Reputation: 16483
I have large file 9600x7000 pixel jpg file I am trying to see if I can do a edge detection. I tried loading the large (25Mb) file using:
from PIL import Image
image = Image.open("C:\\pathtofile\\test-tac.jpg")
image.show()
However python interpreter will crash. I am using Pycharm running Python 2.7.
So, I used a GDAL (used for large GEO refererencing files) to load the file. It will load the file into memory without any problem.

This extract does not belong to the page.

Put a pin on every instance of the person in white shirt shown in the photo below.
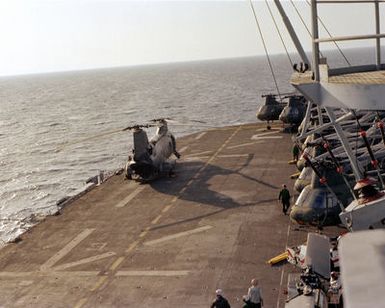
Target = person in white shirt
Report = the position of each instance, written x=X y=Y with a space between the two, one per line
x=253 y=299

#reference http://www.gdal.org/gdal_tutorial.html
import gdal
from gdalconst import *
dataset = gdal.Open("C:\\pathtofile\\test-tac.jpg", GA_ReadOnly )
if dataset is None:
print "error loading file in gdal"
This will load file. However, I am trying to run following edge detection on it:
from matplotlib import pyplot as plt
from skimage import data
from skimage.feature import corner_harris, corner_subpix, corner_peaks
from skimage.transform import warp, AffineTransform
from skimage.draw import ellipse
# running corner Harris on the image object to detect image corners.
#(reference http://scikit-image.org/docs/dev/auto_examples/plot_corner.html)

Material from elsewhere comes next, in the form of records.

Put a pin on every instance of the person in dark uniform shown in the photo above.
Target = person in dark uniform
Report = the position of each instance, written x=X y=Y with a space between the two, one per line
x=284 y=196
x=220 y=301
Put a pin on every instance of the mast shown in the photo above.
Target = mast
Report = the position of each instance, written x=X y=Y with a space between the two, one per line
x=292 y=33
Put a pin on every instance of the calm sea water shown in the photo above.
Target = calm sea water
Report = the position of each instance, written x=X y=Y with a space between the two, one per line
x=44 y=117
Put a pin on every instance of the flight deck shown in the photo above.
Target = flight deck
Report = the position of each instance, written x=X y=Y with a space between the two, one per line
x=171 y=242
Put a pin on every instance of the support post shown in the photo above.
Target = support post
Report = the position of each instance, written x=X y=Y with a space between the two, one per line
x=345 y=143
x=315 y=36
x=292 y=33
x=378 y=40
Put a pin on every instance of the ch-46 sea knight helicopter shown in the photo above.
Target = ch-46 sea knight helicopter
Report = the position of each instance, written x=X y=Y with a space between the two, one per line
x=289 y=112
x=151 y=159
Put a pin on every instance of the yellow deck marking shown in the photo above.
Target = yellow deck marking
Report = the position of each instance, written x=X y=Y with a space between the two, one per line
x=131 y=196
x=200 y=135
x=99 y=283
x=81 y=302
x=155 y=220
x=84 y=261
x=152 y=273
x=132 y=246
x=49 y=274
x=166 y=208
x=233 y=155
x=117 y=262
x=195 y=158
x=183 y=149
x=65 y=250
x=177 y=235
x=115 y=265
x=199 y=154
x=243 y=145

coords = corner_peaks(corner_harris(image), min_distance=3) #5
coords_subpix = corner_subpix(image, coords, window_size=13)
plt.gray()
plt.imshow(image, interpolation='nearest')
plt.plot(coords[:, 1], coords[:, 0], '.b', markersize=9) # dots
plt.plot(coords_subpix[:, 1], coords_subpix[:, 0], '+r', markersize=15) # +
plt.plot(coords_subpix[:, 1][1], coords_subpix[:, 0][1], '*r', markersize=20) #X_Point1=Subpix[:,1][1], Y_Point1=Subpix[:,0][1]
N=len(coords_subpix[:,0])
labels = ['point{0}'.format(i) for i in range(N)]
#Label corners in image
for label, x, y in zip(labels, coords_subpix[:,1], coords_subpix[:,0]):
plt.annotate(label,
xy=(x,y), xytext = (-10,10),
textcoords = 'offset points', ha = 'right', va = 'bottom',
bbox = dict(boxstyle = 'round,pad=0.5', fc = 'yellow', alpha = 0.5),
arrowprops = dict(arrowstyle = '->', connectionstyle = 'arc3,rad=0'))

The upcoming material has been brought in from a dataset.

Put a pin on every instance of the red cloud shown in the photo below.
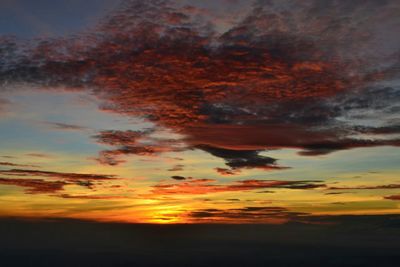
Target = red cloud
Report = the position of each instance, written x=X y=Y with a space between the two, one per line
x=204 y=186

plt.axis((0, 9672, 7272, 0)) # (Y_start, Y_Stop, X_Stop, X_Start) ((0, 9672, 7272, 0))
plt.show()
This would work if I generate image using following code:
tform = AffineTransform(scale=(1.3, 1.1), rotation=1, shear=0.8,
translation=(210, 50))
image = warp(data.checkerboard(), tform.inverse, output_shape=(350, 350))
rr, cc = ellipse(310, 175, 10, 100)
image[rr, cc] = 1
image[180:230, 10:60] = 1
image[230:280, 60:110] = 1
My problem is I am not understanding Python much about the data format from the 'image' variable versus dataset variable generated by GDAL. My end goal is to be able to run edge detection on large (10000x7000) pixel jpg image using Python scikit-image library. If there is better way that GDAL to read large jpg images I am open to it.
If I set:
image=dataset
and run it, I get following error:
coords = corner_peaks(corner_harris(image), min_distance=3) #5
File "C:\Python27\lib\site-packages\skimage\feature\corner.py", line 171, in corner_harris
Axx, Axy, Ayy = _compute_auto_correlation(image, sigma)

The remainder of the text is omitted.